Since this is my first thread… my background is industrial/ petrochemical/ offshore oil facility automated control and safety systems.

Question is, why do I not see many operations utilize manifold/ header systems for utilities(vacuum, chillers, cold trap, warm water circulation)?

It seems that rotavap, distillation, and even the bho rig could all be plumbed together with a redundant vacuum system of high quality, high flow rate, deep vacuum pumps. Wouldn’t this be best over the long term as long as you used high-quality SS tubing, swagelock (or similar) fittings, check valves, high-quality vacuum regulators, and a cold trap(s) large enough to operate the system at capacity.

Initial CapEx is higher, but longer term maintenance, parts, and reliability should make up for that…no? Is it strictly a cost problem that prevents this from being the way the industry goes?

at a guess? $ and experience.
until very recently this was all black market…


Mantafold systems are the way to go, especially for a diffusion pump that runs multiple spd’s. We make a bunch of vacuum stuff for ourselves or anyone interested. Here is my buddy @Indofab doing his do…

I’ll post some pics after he welds this peice.


A manifold is a convenience but not a performance improvement. The question is why are people not using a manifold system when clearly there are a multitude of options for such a system?

The answer is very simple; because a manifold system does not solve any problem currently identified by producers that would make it worthwhile.

I think American engineering works best when production is done as a cell. Seperate and alone but integrated into the process. This keeps troubleshooting isolated to that cell alone. In a centralized approach like a common vacuum manifold the troubleshooting becomes not only more complex but disassembly and fixing the problem can the take down the entire centralized system instead of just one cell. I realize this can all be engineered into a manifold but then again each problem solved inevitable introduces valves or sensors and seals and such. Each of which can introduce their own problems.

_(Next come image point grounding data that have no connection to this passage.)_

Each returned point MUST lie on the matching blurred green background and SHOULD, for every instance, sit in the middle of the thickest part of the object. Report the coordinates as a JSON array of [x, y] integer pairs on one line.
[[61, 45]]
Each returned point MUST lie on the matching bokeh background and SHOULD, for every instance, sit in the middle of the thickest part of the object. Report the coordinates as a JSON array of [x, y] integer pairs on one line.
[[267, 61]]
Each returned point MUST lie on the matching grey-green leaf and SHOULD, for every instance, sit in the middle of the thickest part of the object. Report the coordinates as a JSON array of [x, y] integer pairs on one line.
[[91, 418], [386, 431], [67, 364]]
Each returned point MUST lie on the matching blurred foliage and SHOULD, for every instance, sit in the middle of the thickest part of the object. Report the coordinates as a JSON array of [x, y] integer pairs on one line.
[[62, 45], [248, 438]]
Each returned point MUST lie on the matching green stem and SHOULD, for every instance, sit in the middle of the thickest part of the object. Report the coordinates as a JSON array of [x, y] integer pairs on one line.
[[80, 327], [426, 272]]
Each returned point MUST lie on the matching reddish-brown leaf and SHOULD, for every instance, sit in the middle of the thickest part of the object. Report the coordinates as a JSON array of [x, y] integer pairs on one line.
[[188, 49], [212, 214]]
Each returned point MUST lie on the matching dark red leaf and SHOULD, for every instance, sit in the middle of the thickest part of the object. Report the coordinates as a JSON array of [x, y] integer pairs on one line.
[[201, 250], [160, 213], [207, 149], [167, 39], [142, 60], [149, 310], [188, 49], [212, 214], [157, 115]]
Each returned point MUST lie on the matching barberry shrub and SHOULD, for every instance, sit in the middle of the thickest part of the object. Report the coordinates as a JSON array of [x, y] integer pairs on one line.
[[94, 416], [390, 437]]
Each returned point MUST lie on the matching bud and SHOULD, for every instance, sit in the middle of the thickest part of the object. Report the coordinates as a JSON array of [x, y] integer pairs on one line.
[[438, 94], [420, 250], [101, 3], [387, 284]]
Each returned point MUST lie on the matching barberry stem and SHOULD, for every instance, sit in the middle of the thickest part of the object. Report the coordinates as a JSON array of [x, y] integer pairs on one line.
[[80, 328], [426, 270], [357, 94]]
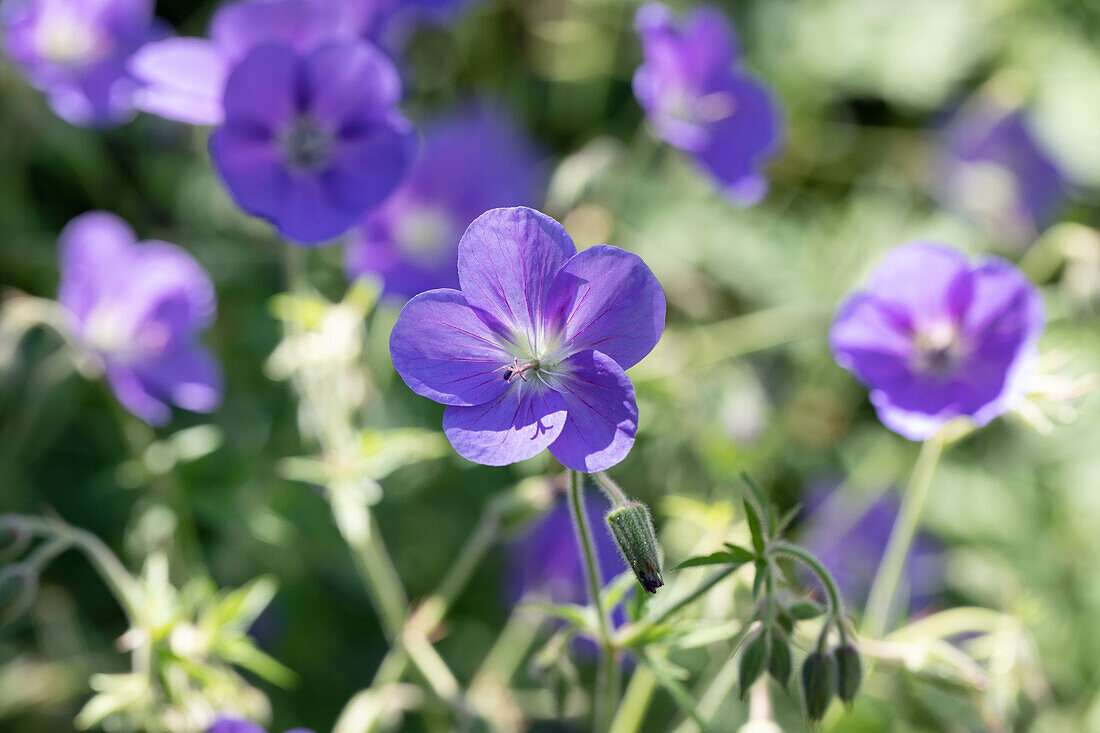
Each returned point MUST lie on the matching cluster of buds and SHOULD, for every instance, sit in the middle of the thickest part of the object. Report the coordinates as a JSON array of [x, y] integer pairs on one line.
[[825, 676]]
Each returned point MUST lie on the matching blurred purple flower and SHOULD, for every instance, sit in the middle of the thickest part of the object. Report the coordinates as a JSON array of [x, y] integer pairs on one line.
[[185, 78], [311, 141], [850, 536], [471, 162], [76, 52], [140, 307], [991, 165], [514, 353], [699, 100], [937, 337], [545, 561], [241, 725]]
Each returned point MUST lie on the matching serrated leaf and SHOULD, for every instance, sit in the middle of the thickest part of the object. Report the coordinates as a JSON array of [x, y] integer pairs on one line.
[[714, 558], [804, 610], [740, 554], [755, 528], [788, 517], [758, 578], [242, 653]]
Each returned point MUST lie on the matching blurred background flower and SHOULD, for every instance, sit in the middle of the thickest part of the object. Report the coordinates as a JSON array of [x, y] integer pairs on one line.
[[473, 159]]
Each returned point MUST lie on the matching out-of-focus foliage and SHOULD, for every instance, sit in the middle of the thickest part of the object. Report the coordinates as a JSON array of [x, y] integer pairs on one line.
[[743, 376]]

There are no maintenance problems that I can foresee that a manifold would impact at all. A manifold introduces problems. A manifold will drop available vacuum in this application as well with no clear payback. So the answer is that until a manifold system solves an existing identifiable problem seen by producers then it probably wont be used because it brings its own problems.

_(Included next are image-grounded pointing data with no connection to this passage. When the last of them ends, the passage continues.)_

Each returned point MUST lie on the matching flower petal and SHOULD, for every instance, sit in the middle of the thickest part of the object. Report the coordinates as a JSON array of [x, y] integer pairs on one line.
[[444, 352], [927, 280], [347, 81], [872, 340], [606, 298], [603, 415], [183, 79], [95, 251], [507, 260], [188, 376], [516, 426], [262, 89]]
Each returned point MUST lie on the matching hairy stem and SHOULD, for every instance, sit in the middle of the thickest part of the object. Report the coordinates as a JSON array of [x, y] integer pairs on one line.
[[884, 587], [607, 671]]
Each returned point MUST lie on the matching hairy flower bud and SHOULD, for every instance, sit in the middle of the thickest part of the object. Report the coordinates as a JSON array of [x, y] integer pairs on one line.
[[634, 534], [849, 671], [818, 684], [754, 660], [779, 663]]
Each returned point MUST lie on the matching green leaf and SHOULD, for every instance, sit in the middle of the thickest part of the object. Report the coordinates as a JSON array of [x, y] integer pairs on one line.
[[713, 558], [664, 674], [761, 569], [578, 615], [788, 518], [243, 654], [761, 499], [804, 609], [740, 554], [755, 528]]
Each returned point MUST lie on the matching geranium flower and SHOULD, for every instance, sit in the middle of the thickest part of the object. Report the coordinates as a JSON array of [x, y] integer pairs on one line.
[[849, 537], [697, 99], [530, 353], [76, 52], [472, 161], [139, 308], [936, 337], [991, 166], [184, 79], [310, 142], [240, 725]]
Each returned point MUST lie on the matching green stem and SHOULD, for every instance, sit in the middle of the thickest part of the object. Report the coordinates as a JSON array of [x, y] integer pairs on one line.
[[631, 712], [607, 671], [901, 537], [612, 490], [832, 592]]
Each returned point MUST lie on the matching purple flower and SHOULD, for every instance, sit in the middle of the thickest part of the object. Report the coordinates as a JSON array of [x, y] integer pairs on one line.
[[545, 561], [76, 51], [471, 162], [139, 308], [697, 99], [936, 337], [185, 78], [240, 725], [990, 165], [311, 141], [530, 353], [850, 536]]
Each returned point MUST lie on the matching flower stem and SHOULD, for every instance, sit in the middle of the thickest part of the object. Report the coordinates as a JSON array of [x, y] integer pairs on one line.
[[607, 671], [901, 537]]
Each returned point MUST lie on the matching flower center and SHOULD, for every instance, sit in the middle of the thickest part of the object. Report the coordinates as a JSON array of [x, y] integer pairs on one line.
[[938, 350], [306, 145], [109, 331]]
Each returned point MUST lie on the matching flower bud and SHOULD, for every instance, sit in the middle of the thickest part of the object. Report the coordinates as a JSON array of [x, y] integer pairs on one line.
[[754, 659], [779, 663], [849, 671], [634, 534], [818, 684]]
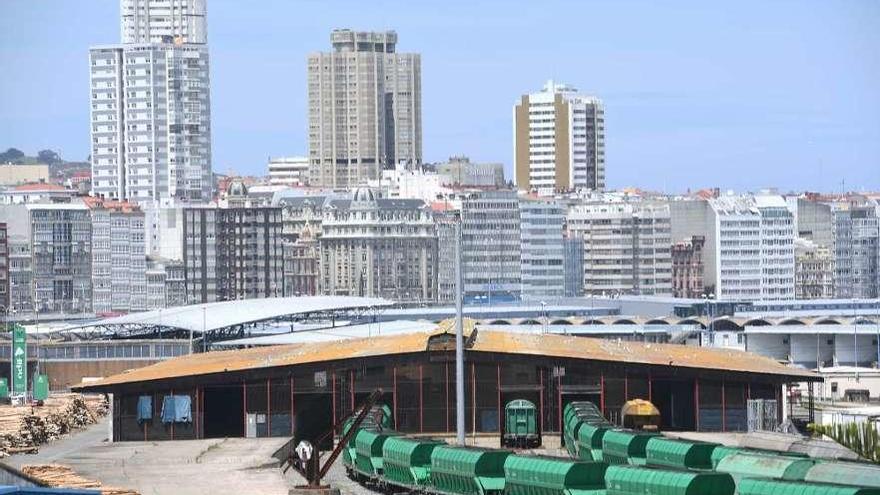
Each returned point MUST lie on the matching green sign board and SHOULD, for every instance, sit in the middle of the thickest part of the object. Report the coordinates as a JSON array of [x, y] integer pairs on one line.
[[41, 387], [19, 360]]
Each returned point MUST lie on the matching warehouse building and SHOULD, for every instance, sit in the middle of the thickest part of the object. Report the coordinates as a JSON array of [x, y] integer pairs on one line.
[[301, 389]]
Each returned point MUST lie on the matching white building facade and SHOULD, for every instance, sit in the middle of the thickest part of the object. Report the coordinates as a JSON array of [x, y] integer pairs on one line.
[[627, 247], [150, 105], [543, 249], [289, 171], [749, 251]]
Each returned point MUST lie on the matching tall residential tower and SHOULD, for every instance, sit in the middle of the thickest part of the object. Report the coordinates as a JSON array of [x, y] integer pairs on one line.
[[558, 141], [365, 109], [150, 105]]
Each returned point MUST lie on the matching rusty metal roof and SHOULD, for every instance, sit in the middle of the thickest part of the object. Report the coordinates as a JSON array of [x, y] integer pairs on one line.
[[545, 345]]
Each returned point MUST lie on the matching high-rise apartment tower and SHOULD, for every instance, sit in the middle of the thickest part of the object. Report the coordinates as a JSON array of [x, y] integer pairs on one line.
[[558, 141], [365, 109], [150, 105]]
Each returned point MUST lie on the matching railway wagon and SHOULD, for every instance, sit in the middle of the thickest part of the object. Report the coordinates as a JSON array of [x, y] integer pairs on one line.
[[679, 454], [534, 475], [468, 471], [634, 480]]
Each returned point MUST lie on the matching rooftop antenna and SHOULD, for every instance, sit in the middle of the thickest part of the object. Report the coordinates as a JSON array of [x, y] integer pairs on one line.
[[459, 338]]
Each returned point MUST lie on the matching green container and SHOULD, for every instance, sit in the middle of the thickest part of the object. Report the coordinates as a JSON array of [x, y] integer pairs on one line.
[[625, 446], [632, 480], [723, 451], [368, 451], [41, 387], [589, 441], [679, 454], [531, 475], [845, 473], [467, 471], [754, 486], [521, 423], [407, 461], [744, 465]]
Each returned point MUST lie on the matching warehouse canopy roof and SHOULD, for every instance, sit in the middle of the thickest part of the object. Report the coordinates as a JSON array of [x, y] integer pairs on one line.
[[218, 315], [536, 344]]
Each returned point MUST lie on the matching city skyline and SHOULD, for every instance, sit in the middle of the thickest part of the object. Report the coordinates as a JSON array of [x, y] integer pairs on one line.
[[730, 99]]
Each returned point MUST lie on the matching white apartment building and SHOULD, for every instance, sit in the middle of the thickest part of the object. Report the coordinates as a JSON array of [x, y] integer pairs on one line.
[[289, 171], [150, 105], [749, 251], [559, 141], [543, 249], [627, 247], [151, 131], [119, 283], [365, 109], [154, 21]]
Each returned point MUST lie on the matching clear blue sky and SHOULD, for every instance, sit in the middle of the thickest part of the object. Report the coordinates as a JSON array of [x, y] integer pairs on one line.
[[742, 96]]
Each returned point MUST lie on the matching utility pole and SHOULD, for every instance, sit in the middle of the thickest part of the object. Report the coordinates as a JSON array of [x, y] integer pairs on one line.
[[459, 338]]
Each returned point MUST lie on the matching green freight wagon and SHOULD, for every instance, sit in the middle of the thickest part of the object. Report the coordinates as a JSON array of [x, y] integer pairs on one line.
[[633, 480], [723, 451], [407, 461], [765, 466], [589, 441], [467, 471], [625, 446], [679, 454], [532, 475], [368, 460], [754, 486], [845, 473], [521, 424]]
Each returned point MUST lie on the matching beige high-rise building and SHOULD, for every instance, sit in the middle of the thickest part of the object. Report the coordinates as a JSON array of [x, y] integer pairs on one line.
[[365, 109], [558, 141]]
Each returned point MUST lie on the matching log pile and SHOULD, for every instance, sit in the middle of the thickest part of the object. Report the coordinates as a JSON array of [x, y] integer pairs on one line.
[[58, 476], [25, 428]]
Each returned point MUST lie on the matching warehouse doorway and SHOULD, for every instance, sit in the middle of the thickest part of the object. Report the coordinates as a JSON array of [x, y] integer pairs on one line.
[[313, 416], [675, 401], [224, 412]]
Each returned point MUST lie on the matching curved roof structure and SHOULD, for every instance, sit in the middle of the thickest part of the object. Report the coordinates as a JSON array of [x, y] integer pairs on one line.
[[491, 341], [219, 315]]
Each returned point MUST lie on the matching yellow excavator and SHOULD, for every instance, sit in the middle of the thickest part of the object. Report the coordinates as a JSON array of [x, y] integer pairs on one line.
[[640, 414]]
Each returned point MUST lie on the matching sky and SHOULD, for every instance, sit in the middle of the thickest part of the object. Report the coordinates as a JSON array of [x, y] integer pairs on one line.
[[741, 96]]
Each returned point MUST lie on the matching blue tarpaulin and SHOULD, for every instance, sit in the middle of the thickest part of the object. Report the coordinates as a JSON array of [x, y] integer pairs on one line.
[[176, 409], [145, 408]]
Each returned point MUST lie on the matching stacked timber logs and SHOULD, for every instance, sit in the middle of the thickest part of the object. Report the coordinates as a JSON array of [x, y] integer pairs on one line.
[[25, 428], [58, 476]]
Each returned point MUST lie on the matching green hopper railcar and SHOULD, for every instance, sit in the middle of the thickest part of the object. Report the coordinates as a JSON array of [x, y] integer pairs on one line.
[[467, 471]]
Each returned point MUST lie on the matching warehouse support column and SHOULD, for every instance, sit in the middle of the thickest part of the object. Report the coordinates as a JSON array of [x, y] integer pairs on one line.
[[541, 398], [172, 423], [446, 388], [333, 397], [723, 406], [473, 399], [292, 417], [559, 398], [268, 408], [394, 393], [500, 407]]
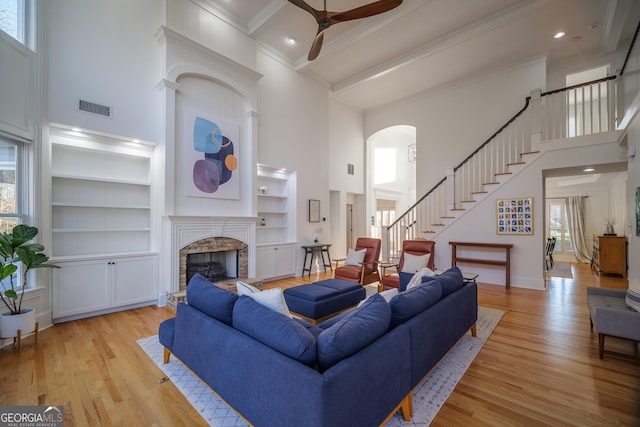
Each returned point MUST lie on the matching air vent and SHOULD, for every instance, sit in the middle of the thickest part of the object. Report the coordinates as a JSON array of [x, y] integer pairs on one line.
[[93, 108]]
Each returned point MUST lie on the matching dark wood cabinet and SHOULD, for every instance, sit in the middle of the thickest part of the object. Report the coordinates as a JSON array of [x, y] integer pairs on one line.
[[610, 254]]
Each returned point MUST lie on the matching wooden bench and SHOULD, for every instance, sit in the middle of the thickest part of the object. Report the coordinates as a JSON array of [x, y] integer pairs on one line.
[[506, 263]]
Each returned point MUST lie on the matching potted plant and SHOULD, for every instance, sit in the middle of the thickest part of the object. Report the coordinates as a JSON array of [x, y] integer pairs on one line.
[[14, 249]]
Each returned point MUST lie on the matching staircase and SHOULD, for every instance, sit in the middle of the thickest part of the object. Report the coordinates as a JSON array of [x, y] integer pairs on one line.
[[579, 110]]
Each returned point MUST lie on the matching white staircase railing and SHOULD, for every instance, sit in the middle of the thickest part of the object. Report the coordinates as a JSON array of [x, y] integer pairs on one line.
[[583, 109]]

I agree with you completely. Also speaking to what @cyclopath said, up until now the industry has been all black market, companies wouldn’t exactly have corporate recruiting departments seeking high-level manufacturing engineers. I’d be surprised if most (not all) operations have even one engineer that can quickly and effectively troubleshoot system malfunctions. In that situation redundancy becomes paramount. As companies move to an industrial scale the approach will definitely change.